Po raz drugi przemierzałam mroczne korytarze w poszukiwaniu Kabuto, który miał w swoim ekwipunku różnorodne przyrządy medyczne i bandaże. Zrezygnowana zamknęłam drzwi do kolejnego pokoju, w którym nie było okularnika.
-Do jasnej cholery, KABUTO!- krzyknęłam.
-Czego się drzesz?!- szarowłosy wyszedł z pokoju naprzeciw. Myślałam, że go zamorduje. Stał z dumnie uniesioną głową uśmiechając się zadziornie.
-Mam problem z nią.- wskazałam na szczerzącą się do niego niebieskooka.
-Kto to?- zapytał zapraszając nas do pomieszczenia.
-Arisu. Znalazłam ją...- nie wiedziałam co miałam mu powiedzieć. Nie mogłam przecież przyznać, że jest jednym z eksperymentów Orochimaru!- Przy kryjówce.- wypaliłam bez zastanowienia.
-A co jeśli jest szpiegiem?! Czy ty w ogóle myślisz Yumi?!- krzyknął nagle. Wydawał się niezwykle zdenerwowany. Szczerze, nie dziwie mu się.

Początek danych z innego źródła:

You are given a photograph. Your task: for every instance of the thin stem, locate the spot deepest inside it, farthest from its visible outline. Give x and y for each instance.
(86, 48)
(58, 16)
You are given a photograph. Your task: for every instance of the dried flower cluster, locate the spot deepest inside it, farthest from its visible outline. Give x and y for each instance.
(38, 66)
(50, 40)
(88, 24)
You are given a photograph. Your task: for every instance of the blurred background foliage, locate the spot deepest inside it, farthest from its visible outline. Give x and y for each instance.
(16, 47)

-Uspokój się.- ucięłam lekko niepewnie.- Sprawdziłam ją. Nie ma przy sobie żadnej broni czy nadajnika.
-Chodzi mi o to, że nie będziemy mogli jej puścić, gdy pozna, któryś z naszych SEKRETÓW.- podkreślił ostatnie słowo biorąc do ręki bandaże i środek do odkażania ran. Doskonale wiedziałam, że mówił o eksperymentach, które są tu codziennością.

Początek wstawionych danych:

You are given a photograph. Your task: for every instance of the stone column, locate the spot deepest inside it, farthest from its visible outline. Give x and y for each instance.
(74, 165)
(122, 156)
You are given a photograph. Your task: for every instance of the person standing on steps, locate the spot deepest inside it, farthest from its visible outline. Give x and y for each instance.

-Spoko, nie musicie się zamartwiać!- krzyknęła nie zwracając uwagi na ból, który wywoływał spirytus lany na jej rany cięte.- Będę milczeć jak grób!

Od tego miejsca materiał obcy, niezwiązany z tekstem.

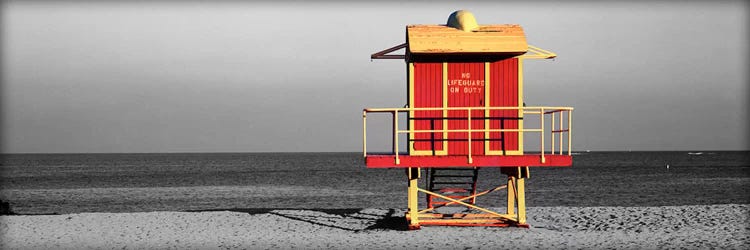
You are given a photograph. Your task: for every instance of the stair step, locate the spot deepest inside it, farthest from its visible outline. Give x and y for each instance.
(453, 182)
(449, 175)
(453, 190)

-Do grobu to dopiero trafisz jak cię Orochimaru-chan wyczai.- odparłam, a kącik moich ust uniósł się lekko w górę, gdy zdrobniała jego imię.
-Zero szacunku.- szarowłosy złapał się z dezaprobatą za głowę.
-Co za Orochimaru?- zapytała ciekawska fioletowowłosa.
-To...- okularnik podbiegł do mnie zakrywając mi dłonią usta.
-I właśnie o tym mówiłem!- znów podniósł głos.- Chcesz zdradzić informacje o nas obcej osobie!
-A już nie przesadzaj.- wymamrotałam. To było naprawdę lekkomyślne. Kabuto zwinął pozostałe bandaże, a ja dopiero teraz zauważyłam, że Arisu ilością białego materiału na sobie przypominała mumię.
-Co to teraz robimy?!- krzyczała entuzjastycznie dziewczyna. Niestety jej radość nie udzielała się mnie.
Dopiero teraz zauważyłam, że tkanina obwiązane na ciele niebieskookiej powinna być już, chociażby odrobinę, przesiąknięta krwią. Jednak nie była.
-Odwiń rękę.- rozkazałam stając tuż przed nią.
-Po co?- spytała nadal się uśmiechając.
-Nie zadawaj zbędnych pytań i się pośpiesz.- lekko zdziwiona Arisu odwinęła kawałek materiału. Z szeroko otwartymi oczami wpatrywałam się w zabliźnioną do perfekcji ranę, która jeszcze trzydzieści minut temu była wręcz nie do wygojenia. Nacięcie było głębokie na dobre kilka centymetrów, a tu jak gdyby nigdy nic pozostała blizna, która i tak powoli znikała.
-Co ci?- spytała z rozbawieniem.
-Co to za umiejętność?- nie zwróciłam uwagi na jej pytanie i podejrzliwie się jej przyglądałam.
-Dowiesz się w swoim czasie.- odparła tajemniczo zostawiając mnie w okropnej niepewności. Gdyby nie Kabuto, który wkroczył chwile później do pomieszczenia, pewnie wyciągnęłabym to z niej siłą. Złapał mnie za ramie i odciągnął od niebieskookiej.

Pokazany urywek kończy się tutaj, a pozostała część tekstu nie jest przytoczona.